That’s a tough one, believe it or not I keep a mental list of all the martial arts that I’d like to train. I’m not sure I can pick just two, but Wushu or Kung Fu as it’s more commonly known as, and Eskrima currently rank at the top of my list.

I’ve been fascinated with Wushu ever since I was in elementary school. I would stay up late watching Kung Fu Theatre and copying the moves. Inevitably my mom would hear all the commotion and come up stairs to tell me to get to bed. When I heard her coming I would jump back into bed and pretend I was asleep. I love the fluid movements, the way one technique flows seamlessly into the next. Attacking, blocking, trapping, countering, they all seem to happen simultaneously. I also like the fact that Wushu practitioners can employ each of their weapons (hands, feet, elbows, knees) equally in a fight. It’s like Muay Thai, only prettier. [Laughing]

In the past year I’ve been learning more about the Filipino martial art of Eskrima, specifically the Doce Pares system. I like the fact that Eskrima practitioners learn to apply the same techniques using a stick, a knife, or empty handed. It’s also a very practical style to learn as far as weapons training goes. Nowadays the average person doesn’t walk around with a Bo staff or a pair of Sai tucked in their belt, but most people carry a pocket knife or could find something that mimics for an Eskrima stick in a self-defense situation.

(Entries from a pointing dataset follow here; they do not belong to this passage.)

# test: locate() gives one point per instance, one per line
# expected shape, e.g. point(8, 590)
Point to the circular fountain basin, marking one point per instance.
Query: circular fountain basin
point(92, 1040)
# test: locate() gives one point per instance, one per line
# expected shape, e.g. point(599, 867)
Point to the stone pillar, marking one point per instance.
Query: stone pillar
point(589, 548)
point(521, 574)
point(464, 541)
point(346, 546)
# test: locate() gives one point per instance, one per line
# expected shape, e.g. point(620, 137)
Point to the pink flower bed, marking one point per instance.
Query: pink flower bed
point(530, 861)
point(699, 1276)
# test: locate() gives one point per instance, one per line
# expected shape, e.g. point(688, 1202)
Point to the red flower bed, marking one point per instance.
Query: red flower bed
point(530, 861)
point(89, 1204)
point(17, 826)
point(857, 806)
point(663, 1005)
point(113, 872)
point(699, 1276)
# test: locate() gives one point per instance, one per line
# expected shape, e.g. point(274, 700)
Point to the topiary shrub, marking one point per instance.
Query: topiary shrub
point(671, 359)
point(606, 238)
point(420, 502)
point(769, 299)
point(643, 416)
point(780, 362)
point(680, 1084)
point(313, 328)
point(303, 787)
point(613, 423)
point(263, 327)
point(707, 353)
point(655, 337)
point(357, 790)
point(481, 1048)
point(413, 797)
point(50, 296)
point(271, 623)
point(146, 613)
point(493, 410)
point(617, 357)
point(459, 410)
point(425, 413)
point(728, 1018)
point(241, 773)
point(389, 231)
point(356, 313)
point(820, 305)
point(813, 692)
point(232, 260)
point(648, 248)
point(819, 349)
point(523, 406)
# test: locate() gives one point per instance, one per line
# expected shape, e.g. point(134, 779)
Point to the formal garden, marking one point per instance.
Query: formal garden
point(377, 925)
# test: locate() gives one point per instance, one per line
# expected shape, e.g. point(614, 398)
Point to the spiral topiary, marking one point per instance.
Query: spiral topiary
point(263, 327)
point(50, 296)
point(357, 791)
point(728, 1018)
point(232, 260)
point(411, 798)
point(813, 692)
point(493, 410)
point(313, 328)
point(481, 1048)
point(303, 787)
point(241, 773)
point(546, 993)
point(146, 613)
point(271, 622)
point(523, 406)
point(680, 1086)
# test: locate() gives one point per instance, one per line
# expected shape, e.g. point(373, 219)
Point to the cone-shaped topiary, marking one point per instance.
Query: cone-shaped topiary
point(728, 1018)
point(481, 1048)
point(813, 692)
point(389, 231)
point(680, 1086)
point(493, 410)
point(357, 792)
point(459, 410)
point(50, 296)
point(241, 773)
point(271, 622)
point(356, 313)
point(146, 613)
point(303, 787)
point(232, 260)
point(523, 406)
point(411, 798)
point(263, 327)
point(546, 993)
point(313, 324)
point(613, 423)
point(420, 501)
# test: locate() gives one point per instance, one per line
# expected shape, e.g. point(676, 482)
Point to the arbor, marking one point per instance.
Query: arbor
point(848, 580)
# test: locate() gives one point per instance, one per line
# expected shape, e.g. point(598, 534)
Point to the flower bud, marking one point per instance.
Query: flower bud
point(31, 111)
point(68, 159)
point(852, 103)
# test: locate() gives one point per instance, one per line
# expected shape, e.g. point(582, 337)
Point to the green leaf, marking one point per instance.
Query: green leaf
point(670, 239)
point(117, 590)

What martial artist(s) currently give you motivation (living or deceased)?

It seems like everybody says this, but Bruce Lee is definitely one of them. He was one of the first Kung Fu instructors to go against tradition and teach Kung Fu to non-Chinese students. He then literally fought for his right to do so. Bruce was also one of the first martial artists to realize that strict adherence the natural doctrine of any single style of martial arts can limit both your growth and your effectiveness as a martial artists. It was this realization that prompted him to throw out years of Wing Chun training and dive into researching other martial arts. The results of which were Jeet Kune Do.

Another one is Dave Kovar, known as the “Teacher of Teachers” in the martial arts industry. Even if you aren’t familiar with Master Kovar, you’ve probably either heard or read his Instructor’s Creed at least once. When my wife and I first started running our own dojo we became members of MAIA (Martial Arts Industry Association). The Instructor Teaching Tips, Mat Chats and Combative Fitness Drills that Master Kovar recorded for the MAIA Instructor DVDs were an invaluable resource that made it easy to incorporate fitness as well as Life Skill Lessons into our class lesson plans.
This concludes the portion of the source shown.